The most lyrical parts of this big-hearted book are about how all the characters…are almost physically drawn to the town and one another…Mr. Butler makes his characters sufficiently different to create all sorts of memorable interactions when their paths cross…[in] this impressively original debut.
Janet Maslin - New York Times
The author romanticizes the landscape and the notion of community—as if such ideals were limited to small town, agrarian dreams. More seriously, his characters are too similar—all of them too lyrical and too insightful.
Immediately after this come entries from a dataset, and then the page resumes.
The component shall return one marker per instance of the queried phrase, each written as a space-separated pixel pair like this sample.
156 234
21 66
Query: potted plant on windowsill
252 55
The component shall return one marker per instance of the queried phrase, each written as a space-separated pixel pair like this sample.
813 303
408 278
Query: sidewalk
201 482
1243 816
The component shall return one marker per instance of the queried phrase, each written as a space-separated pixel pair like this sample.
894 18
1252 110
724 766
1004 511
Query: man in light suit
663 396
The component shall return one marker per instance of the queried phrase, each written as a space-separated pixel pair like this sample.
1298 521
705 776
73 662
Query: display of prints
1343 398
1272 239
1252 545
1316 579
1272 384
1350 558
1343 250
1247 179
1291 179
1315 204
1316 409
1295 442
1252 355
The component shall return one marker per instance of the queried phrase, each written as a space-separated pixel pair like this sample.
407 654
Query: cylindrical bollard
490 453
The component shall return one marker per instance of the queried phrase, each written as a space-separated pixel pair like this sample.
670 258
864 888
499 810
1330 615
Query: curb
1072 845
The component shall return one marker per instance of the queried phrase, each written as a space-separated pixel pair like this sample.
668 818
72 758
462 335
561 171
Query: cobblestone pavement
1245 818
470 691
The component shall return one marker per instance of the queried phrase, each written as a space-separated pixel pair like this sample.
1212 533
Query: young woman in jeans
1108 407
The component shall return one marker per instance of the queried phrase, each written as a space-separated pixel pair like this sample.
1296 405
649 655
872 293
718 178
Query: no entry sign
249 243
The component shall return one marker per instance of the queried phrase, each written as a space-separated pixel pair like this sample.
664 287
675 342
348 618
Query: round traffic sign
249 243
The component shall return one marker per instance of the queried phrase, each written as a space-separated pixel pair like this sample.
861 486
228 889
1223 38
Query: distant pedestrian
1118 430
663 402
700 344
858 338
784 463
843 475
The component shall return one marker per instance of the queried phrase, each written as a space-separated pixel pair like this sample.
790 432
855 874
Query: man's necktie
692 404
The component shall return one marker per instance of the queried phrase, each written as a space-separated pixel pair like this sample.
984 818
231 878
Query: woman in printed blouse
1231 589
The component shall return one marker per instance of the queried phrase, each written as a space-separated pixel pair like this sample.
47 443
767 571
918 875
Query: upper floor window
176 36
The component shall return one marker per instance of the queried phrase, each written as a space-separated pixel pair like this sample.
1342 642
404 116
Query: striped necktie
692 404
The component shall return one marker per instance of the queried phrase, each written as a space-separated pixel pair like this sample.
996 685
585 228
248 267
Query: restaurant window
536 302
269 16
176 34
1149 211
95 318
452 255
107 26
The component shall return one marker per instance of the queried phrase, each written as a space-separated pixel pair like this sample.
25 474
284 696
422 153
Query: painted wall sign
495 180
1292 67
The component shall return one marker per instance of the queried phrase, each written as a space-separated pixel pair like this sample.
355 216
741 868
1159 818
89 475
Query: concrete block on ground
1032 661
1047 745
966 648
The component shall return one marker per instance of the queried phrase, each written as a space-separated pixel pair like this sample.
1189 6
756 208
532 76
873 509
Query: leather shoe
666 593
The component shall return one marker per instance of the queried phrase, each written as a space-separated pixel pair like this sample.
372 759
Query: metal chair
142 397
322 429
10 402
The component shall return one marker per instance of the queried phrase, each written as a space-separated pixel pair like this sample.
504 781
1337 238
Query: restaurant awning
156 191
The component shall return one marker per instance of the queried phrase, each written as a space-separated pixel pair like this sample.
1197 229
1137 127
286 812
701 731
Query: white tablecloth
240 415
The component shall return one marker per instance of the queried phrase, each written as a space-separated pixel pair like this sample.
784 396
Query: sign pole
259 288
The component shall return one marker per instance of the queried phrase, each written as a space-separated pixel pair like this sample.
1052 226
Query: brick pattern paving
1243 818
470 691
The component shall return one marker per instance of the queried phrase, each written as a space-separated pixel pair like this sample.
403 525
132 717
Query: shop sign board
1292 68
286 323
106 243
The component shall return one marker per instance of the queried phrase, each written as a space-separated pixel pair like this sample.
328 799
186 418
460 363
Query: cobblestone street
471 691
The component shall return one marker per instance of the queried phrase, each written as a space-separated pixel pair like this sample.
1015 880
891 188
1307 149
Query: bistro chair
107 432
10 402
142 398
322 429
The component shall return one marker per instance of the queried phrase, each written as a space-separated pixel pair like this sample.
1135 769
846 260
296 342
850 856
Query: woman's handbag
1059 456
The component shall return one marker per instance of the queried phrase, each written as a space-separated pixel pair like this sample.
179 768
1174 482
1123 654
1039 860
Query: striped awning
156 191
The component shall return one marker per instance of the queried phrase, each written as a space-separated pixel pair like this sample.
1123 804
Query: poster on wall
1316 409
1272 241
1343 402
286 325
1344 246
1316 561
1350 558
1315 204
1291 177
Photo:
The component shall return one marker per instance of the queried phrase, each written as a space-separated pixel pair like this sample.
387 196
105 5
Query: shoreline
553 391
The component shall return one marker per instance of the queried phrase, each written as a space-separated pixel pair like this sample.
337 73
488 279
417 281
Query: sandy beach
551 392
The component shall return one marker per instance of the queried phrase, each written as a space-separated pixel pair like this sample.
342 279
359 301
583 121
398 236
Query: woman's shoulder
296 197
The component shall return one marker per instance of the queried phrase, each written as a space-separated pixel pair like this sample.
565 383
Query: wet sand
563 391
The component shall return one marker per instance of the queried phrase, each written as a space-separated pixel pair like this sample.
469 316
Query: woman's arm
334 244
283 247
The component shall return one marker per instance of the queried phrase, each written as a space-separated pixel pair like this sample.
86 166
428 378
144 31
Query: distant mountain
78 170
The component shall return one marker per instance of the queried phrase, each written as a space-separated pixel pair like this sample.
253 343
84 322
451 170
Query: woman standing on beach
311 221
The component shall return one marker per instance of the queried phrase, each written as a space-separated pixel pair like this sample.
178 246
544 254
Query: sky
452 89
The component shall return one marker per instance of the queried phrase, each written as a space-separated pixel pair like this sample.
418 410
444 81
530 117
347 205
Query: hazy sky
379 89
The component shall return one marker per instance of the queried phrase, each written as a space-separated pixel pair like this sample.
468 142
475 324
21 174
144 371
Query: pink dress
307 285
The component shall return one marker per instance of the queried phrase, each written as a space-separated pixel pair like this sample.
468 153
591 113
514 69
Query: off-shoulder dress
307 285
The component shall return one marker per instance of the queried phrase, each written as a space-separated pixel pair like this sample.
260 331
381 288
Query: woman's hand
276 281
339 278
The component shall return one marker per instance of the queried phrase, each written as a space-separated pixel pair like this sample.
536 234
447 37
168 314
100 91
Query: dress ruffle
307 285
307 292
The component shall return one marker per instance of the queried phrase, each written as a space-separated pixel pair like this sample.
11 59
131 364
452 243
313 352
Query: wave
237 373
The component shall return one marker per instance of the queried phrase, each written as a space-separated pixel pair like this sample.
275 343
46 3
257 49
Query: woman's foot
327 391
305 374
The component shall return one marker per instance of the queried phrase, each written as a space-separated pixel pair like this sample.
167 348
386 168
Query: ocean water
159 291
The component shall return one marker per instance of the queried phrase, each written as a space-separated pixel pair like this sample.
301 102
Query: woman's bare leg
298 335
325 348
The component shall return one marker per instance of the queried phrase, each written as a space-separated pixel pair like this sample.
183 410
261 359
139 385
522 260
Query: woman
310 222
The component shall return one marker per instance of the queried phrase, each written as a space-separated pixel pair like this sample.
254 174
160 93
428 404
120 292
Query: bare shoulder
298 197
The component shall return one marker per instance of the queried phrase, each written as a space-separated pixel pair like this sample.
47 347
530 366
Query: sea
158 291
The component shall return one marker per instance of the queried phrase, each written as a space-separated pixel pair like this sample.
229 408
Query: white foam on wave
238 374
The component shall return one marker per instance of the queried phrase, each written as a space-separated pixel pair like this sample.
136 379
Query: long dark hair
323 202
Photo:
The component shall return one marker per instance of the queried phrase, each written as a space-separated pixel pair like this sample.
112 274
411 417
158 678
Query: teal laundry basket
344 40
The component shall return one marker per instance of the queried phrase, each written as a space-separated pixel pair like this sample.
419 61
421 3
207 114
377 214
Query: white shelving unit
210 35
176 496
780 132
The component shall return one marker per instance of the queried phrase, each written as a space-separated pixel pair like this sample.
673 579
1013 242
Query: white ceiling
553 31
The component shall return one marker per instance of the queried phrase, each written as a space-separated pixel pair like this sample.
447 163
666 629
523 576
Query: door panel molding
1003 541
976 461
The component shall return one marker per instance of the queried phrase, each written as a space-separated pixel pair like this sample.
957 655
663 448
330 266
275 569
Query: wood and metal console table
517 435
Butler’s prose is often beautiful, and the narrative churns along well, but the book just isn’t convincing enough to get the reader to buy all the way in.
Overall, though, this is a warm and absorbing depiction of male friendship.... [T]he sole female narrator, is as nuanced and believable a character as her male counterparts. —Christine DeZelar-Tiedman, Univ. of Minnesota Libs., Minneapolis
The hearty Midwest, which thrums and beats through tiny Little Wing, Wisconsin—an Anytown, USA, if there ever was one—assumes the whole soul of Butler’s fetching debut, if only to end up proving how unassuming it is.... Butler examines just what it means to be from a place—and if sharing that from-some-place is more a reason to stay in touch, or a reason not to. —Annie Bostrom
(Starred review.) A debut novel that delves so deeply into the small-town heartland that readers will accept its flaws as part of its charm. "Write what you know" is the first dictum directed toward aspiring fiction writers, and there's no doubt that Butler knows his fictional Little Wing inside out.... Despite some soap-opera machinations and occasional literary overreach, the novel will strike a responsive chord.